El samurái se sintió como un estúpido ante aquel aldeano y pensó con cierto recelo y envidia en el respeto que tenían por el tal maestro Wei, cuando él se creía merecedor de mayor admiración y respeto que nadie.
Entonces decidió que su fama debía superar a cualquier precio a la de aquel maestro Wei y, para eso, siguió a la multitud que le condujo hasta la enorme estancia donde el maestro Wei impartía sus enseñanzas.
El maestro Wei era un hombre mayor y de baja estatura, y cuando el samurái lo vio sintió de inmediato por él un gran desprecio y una ira contenida.
Wei comenzó su oratoria: «En la vida hay muchas armas poderosas usadas por el hombre y, sin embargo, para mí, el arma más poderosa de todas es la palabra».
Cuando el samurái escuchó aquello no pudo contenerse y exclamó en medio de la multitud: «¡Solo un viejo estúpido como tú puede hacer semejante aseveración!». El samurái entonces, sacando su katana y agitándola en el aire, prosiguió: «Esta sí que es un arma poderosa y no tus ridículas palabras».
Entonces Wei, mirándole a los ojos, le contestó: «Es normal que alguien como tú haya hecho ese comentario; es fácil ver que no eres más que un bastardo, un bruto sin ninguna formación, un ser sin inteligencia y un absoluto hijo de perra».
Cuando el samurái escuchó aquellas palabras, aquellos insultos, enrojeció de ira y, con el cuerpo tenso y fuego en sus ojos, se abrió paso a empujones entre la gente hasta llegar donde Wei estaba. «Miserable anciano, despídete de tu vida porque hoy has provocado tu muerte y ha llegado tu fin».
Se hizo un breve y tenso silencio que cortaba el aire; el samurái blandió su espada por encima de la cabeza del anciano maestro.
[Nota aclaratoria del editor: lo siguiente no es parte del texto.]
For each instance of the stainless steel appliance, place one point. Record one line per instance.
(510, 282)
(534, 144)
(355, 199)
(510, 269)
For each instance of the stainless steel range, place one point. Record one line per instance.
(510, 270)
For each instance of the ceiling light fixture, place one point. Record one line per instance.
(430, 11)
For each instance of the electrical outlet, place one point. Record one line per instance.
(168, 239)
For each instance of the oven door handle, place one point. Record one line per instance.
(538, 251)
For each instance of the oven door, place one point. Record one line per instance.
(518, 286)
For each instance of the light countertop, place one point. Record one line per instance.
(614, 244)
Wei, inesperadamente, comenzó a disculparse diciendo al samurái: «Perdóname, gran señor, solo soy un hombre mayor y cansado, y con esta decrepitud no te debe extrañar que cometa grandes equivocaciones. ¿Sabrás perdonar con tu corazón noble de guerrero a este tonto que en su locura ha podido agraviarte?»
El samurái detuvo en seco su espada y le contestó: «Naturalmente que sí, noble maestro Wei. Acepto tus excusas».
En aquel momento Wei miró directamente a los ojos del samurái y le dijo: «Amigo mío, dime, ¿son o no son poderosas las palabras?».
Después de escuchar este relato fácilmente podemos deducir que el samurái comprendió que lo que para él eran simples pero insultantes palabras habían tenido la capacidad de alterarle más que muchos de sus anteriores contrincantes, y cómo también las palabras que con humildad le habían halagado e implorado clemencia habían tenido la capacidad de devolverle a un estado de equilibrio y serenidad como hacía tiempo que no conocía. En aquel momento algo en su interior empezó a transformarse.
Las palabras… No se las lleva el viento; quedan grabadas en el tiempo y en el corazón y son capaces de crear realidades.
Así pues, queridos amigos, usemos las palabras de nuestro diccionario para ayudar, para animar, para restar sufrimiento y para hacer sentirse bien a los que nos escuchan, porque si usamos el poder de las palabras para hacer sufrir, para criticar, calumniar o herir, creedme que tarde o pronto esa espada se volverá contra nosotros y aquel refrán podrá estar en lo cierto y cumplirse una vez más: «El que a hierro mata, a hierro muere».
El que con palabras hirientes hace sufrir, las palabras llegarán a amargarle la vida.